I lived in Bielefeld Germany at the time because my husbsnd was serving in the British Army, it was a beautiful summer that year and in the August my brother came over to stay for a month. We visited the local safari park, went shopping, had barbecues and talked long into the night. I having so much fun being pregnant. Then one evening as I was going to check on my 1st child my daughter I lose my footing on the wooden steps and fell on to my growing bump. Water leaked out of me....I calmly sat down in the lounge and pointed out a hedgehog in the back garden before saying to my husband we need to go to the army medical centre. We rushed there, I was scared but not so much it was a weird feeling. The medics checked me and I was lucky the water wasn't from the baby it was from my bladder which had leaked when I fell. Husband took me home, put me to bed and that is when the first ever grip of depression took me.
I had also slipped a disc in my lower back very early on in the pregnancy, it pained me before but suddenly from that evening on the pain was worse, a gnawing ever present pain that matched the blackness that was now creeping across my heart. The other day my GP said backache and depression go hand in hand making both hard to treat. That year I can testify that it's true. Day by day I went down, I worried and obsessed over news items convinced it was going to happen to me. At my worse I developed a morid fear of death, I was going to die having this baby and I was only 21. I only mentioned how bad my back was to health visitors, doctors, my midwives convinced that if they knew what was really going on in my head I would lose this baby and my beautiful toddler daughter. Looking back I still did all the mum things, still loved and nurtured her, a small nugget in my mind told me she was going to be ok.
So looking back what happened in the end? My health visitor concerned about my back pain, lack of sleep (in hindsight I believe she could read me like a book, she knew exactly what was going on in my head) gave me a new friend, this friend came from a wonderful organisation called Homestart http://www.home-start.org.uk/, this wonderful woman came 3 times a weeks to listen to me, take me out and importantly talk to me,. I remember it seemed harsh at the time and indeed I remember crying buckets but she told me to face facts, the baby was healthy (he weighed 9lb at birth) I was fortunate to having a beautiful daughter, a lovely husband, live a tax free life in wonderful Germany. At the time I don't believe it really helped, looking back it helped enormously. I took stock and even though the blackness of depression still gripped and terrified me I wasn't alone anymore. But still I never until years later told anyone even my husband how severe the depression that year really was. And so in the November after a short 3 hour labour my son was born.

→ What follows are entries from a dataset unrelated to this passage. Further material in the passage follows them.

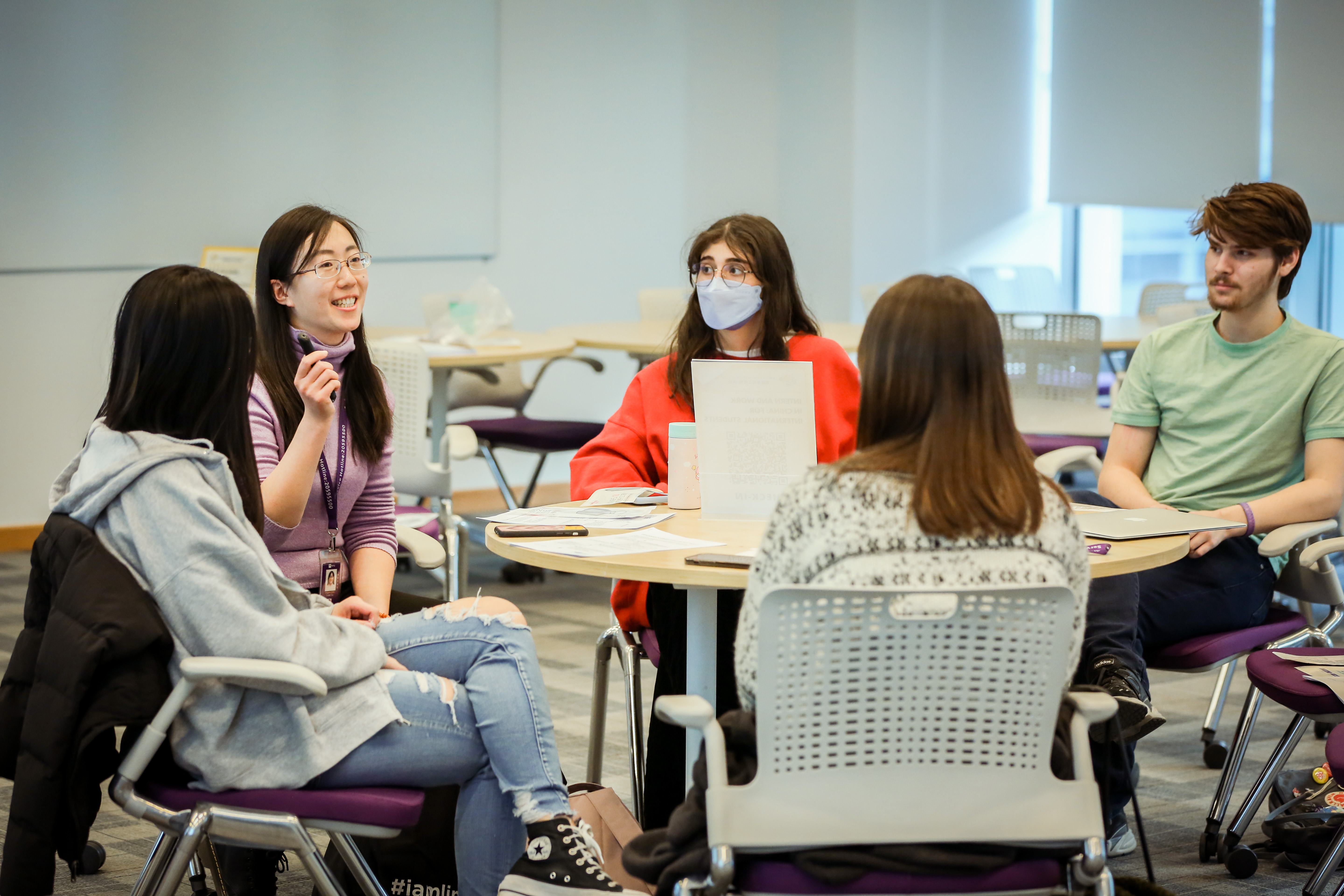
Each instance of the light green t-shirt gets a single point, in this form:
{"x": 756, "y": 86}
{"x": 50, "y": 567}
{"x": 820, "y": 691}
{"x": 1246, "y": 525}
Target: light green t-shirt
{"x": 1233, "y": 418}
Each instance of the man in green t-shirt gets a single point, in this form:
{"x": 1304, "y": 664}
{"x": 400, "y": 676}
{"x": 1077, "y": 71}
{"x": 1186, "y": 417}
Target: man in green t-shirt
{"x": 1237, "y": 414}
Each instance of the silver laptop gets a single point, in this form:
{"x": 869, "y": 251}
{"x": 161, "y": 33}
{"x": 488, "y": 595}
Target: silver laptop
{"x": 1148, "y": 523}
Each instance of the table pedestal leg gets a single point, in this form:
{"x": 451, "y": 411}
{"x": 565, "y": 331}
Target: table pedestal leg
{"x": 702, "y": 659}
{"x": 437, "y": 410}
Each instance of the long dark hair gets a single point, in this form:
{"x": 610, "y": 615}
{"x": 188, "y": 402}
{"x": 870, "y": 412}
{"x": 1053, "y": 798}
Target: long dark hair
{"x": 182, "y": 360}
{"x": 361, "y": 385}
{"x": 936, "y": 405}
{"x": 761, "y": 245}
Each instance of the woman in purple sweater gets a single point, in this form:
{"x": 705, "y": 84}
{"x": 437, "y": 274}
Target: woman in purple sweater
{"x": 322, "y": 418}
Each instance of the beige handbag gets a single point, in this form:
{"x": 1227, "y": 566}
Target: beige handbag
{"x": 613, "y": 825}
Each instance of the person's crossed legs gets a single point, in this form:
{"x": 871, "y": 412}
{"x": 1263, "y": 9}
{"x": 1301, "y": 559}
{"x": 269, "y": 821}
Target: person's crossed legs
{"x": 475, "y": 714}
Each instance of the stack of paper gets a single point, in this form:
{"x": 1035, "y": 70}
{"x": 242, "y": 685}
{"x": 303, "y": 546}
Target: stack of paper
{"x": 1323, "y": 669}
{"x": 599, "y": 518}
{"x": 607, "y": 546}
{"x": 627, "y": 496}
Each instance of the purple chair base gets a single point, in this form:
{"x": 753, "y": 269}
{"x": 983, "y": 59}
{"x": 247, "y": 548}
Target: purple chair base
{"x": 538, "y": 436}
{"x": 785, "y": 878}
{"x": 1045, "y": 444}
{"x": 650, "y": 640}
{"x": 1335, "y": 749}
{"x": 1283, "y": 683}
{"x": 429, "y": 528}
{"x": 1213, "y": 649}
{"x": 381, "y": 807}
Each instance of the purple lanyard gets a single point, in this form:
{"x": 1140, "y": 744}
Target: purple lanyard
{"x": 332, "y": 490}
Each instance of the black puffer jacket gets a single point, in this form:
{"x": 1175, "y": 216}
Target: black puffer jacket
{"x": 93, "y": 655}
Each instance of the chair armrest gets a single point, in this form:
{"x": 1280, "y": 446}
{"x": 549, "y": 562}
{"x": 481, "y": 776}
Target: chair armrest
{"x": 1089, "y": 707}
{"x": 592, "y": 362}
{"x": 428, "y": 553}
{"x": 1092, "y": 706}
{"x": 1052, "y": 463}
{"x": 1314, "y": 553}
{"x": 1285, "y": 538}
{"x": 194, "y": 669}
{"x": 693, "y": 711}
{"x": 685, "y": 711}
{"x": 484, "y": 373}
{"x": 459, "y": 442}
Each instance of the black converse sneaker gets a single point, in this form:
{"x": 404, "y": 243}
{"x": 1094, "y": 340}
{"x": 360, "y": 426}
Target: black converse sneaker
{"x": 1138, "y": 717}
{"x": 561, "y": 858}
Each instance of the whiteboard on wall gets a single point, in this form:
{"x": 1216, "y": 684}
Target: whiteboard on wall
{"x": 136, "y": 132}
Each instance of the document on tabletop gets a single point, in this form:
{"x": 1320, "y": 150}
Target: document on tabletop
{"x": 523, "y": 518}
{"x": 756, "y": 433}
{"x": 607, "y": 546}
{"x": 1312, "y": 662}
{"x": 627, "y": 496}
{"x": 580, "y": 512}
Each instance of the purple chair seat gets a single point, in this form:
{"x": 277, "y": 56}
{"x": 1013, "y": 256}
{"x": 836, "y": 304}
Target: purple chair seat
{"x": 1283, "y": 683}
{"x": 1045, "y": 444}
{"x": 1210, "y": 649}
{"x": 382, "y": 807}
{"x": 429, "y": 528}
{"x": 541, "y": 436}
{"x": 785, "y": 878}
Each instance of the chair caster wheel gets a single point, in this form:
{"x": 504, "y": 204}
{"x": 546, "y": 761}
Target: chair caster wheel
{"x": 1209, "y": 843}
{"x": 1215, "y": 754}
{"x": 93, "y": 858}
{"x": 1242, "y": 862}
{"x": 521, "y": 573}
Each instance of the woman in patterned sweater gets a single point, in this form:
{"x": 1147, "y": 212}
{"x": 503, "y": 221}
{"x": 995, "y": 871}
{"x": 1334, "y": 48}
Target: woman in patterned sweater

The moment he was born and given to me was like an ice cold bucket of water was poured over me from above. The depression that sat on my chest had lifted. I still had a bad case of the baby blues over the next couple of days, but the army hospital staff looked after us splendidly and after a week I was ready to go home and begin again, to take up the life that I'd left behind 4 months previously in the summer. Yes I still worried and obsessed but life felt lighter, cosier, more real. Life at 22 was good. Now looking back at the end of 1993 beginning of 1994, I wish I ther now, instead of being here in 2015 feeling as low as I do. The first experience of the black black cannon ball was awful, but it shows me there is a flickering candle at the end of the hard granite tunnel.